# Torque Problem

1. Dec 17, 2008

### Intrusionv2

1. The problem statement, all variables and given/known data

Find net torque.

2. Relevant equations

T = F(d) and T = F(d)sinx

Torque = T
Force = F
d = distance

3. The attempt at a solution

100(0) - 200(4)sin40 - 120(14) + 150(8) = -994.2 Nm

Did I do this correctly? Notice I crossed out the 400N also because I think that it does not affect it.

2. Dec 17, 2008

### LowlyPion

Welcome to PF.

I think your second term is 6m from the pivot not 4m.

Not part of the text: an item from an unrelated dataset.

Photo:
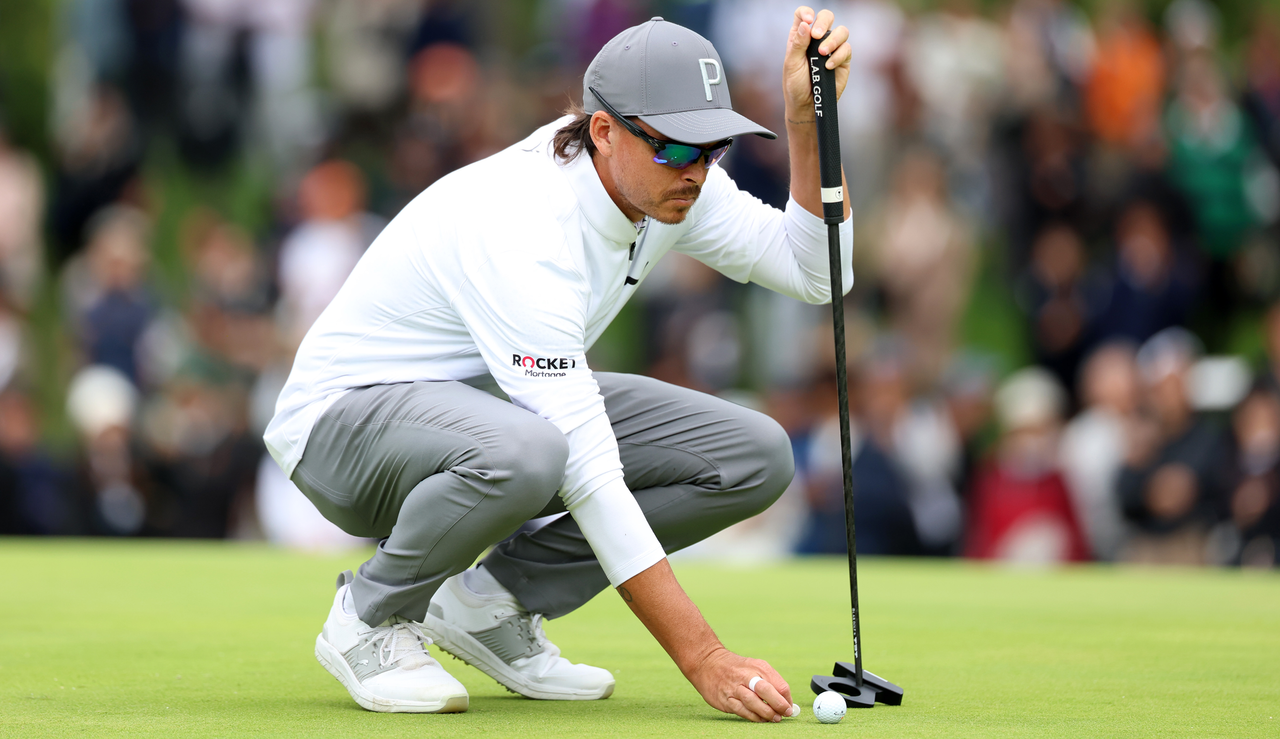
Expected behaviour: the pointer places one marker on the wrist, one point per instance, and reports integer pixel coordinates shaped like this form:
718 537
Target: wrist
696 660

Your bottom force - 150N - is 15m from the pivot not 8m as your equation suggests.

3. Dec 17, 2008

### Intrusionv2

Ah, thanks, but how is 150N 15m away from the pivot point? Do I just go up? Sorry I do not understand :(

4. Dec 17, 2008

### LowlyPion

It's the projection of the force to a line that is perpendicular to the pivot. That is the way you should be taking Torque.

For instance the one at an angle of 40° if you extended that out you would see that the lever arm that is perpendicular to the force is Sin40° times the 6m length.

For the bottom force it is acting horizontally, but it is acting through the vertical line from the pivot at a distance of 14 + 1 = 15.

5. Dec 17, 2008

### Intrusionv2

Ahhh...that clears up so many things. Thank you so much!